En la frase: «Todas las criaturas del mundo son buenas tal y como son», la palabra «criatura» está utilizada por respeto. Sin embargo, también existían las palabras «criatura» o «ser» en un sentido muy distinto: «esta criatura» o «este ser», dichos de una persona, eran un insulto grave tanto en el alemán del pueblo como en la lengua del país, el rumano.

Hasta las plantas dejaron de tener una existencia independiente, natural. Los setos de tuya o los abetos crecían alrededor de las casas del poder. También allí seguían siempre verdes. Protegían algo que la mayoría de las personas del país no podían soportar. Se habían escindido de entre las plantas para pasarse al lado del poder. Y no sólo ellos, también los claveles rojos, también las rosas rojas. Sus colores, formas y fragancias decoraban las actuaciones públicas del poder. Cierto es que los poderosos habían abusado de las plantas, pero sólo porque éstas tenían cualidades que se prestaban al abuso. Los gobernantes tienen un sexto sentido para eso. Cuando se adueñaban de algo, entonces yo lo descartaba por principio. Lo que ellos combatían se volvía valioso para mí. En realidad no me quedaba elección a la hora de escoger por mí misma las personas o las cosas que me gustan. Únicamente podía elegir de entre aquello que todavía no habían hecho suyo. Eso era un punto de partida, el único incluso.

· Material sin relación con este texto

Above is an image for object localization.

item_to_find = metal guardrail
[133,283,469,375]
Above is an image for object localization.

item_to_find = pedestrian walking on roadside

Cuando llevaban a Ceauşescu al campo, en coche o en avión, en alguna de sus incontables visitas a los trabajadores, los campesinos tenían que tomarse el arduo trabajo de cortar las amapolas silvestres de los campos de trigo. Según decían, el gobernante, cuya persona representaba mucho más que a un pueblo, se ponía nervioso al ver amapolas silvestres. Si iba a una cooperativa de producción agraria, lavaban a las vacas con detergente. Pero si luego, a través del pelo reluciente, a las vacas se les veían todos los huesos porque estaban escuálidas, las escondían. Para todas las visitas del gobernante había un rebaño bien alimentado que se colocaba en el pasto justo antes de que él llegara. La gente llamaba a esas vacas «vacas presidenciales». Estaban acostumbradas a los innumerables viajes, se habían adaptado a que las transportaran de un sitio a otro. Las soltaran donde las soltaran, se quedaban tan a gusto, quietas bajo el cielo, y al punto se ponían a comer de una hierba que no habían visto nunca. Cuando Ceauşescu visitaba una ciudad a finales del verano, a las primeras hojas amarillas de los tilos les daban una mano de pintura verde.

Qué queda de...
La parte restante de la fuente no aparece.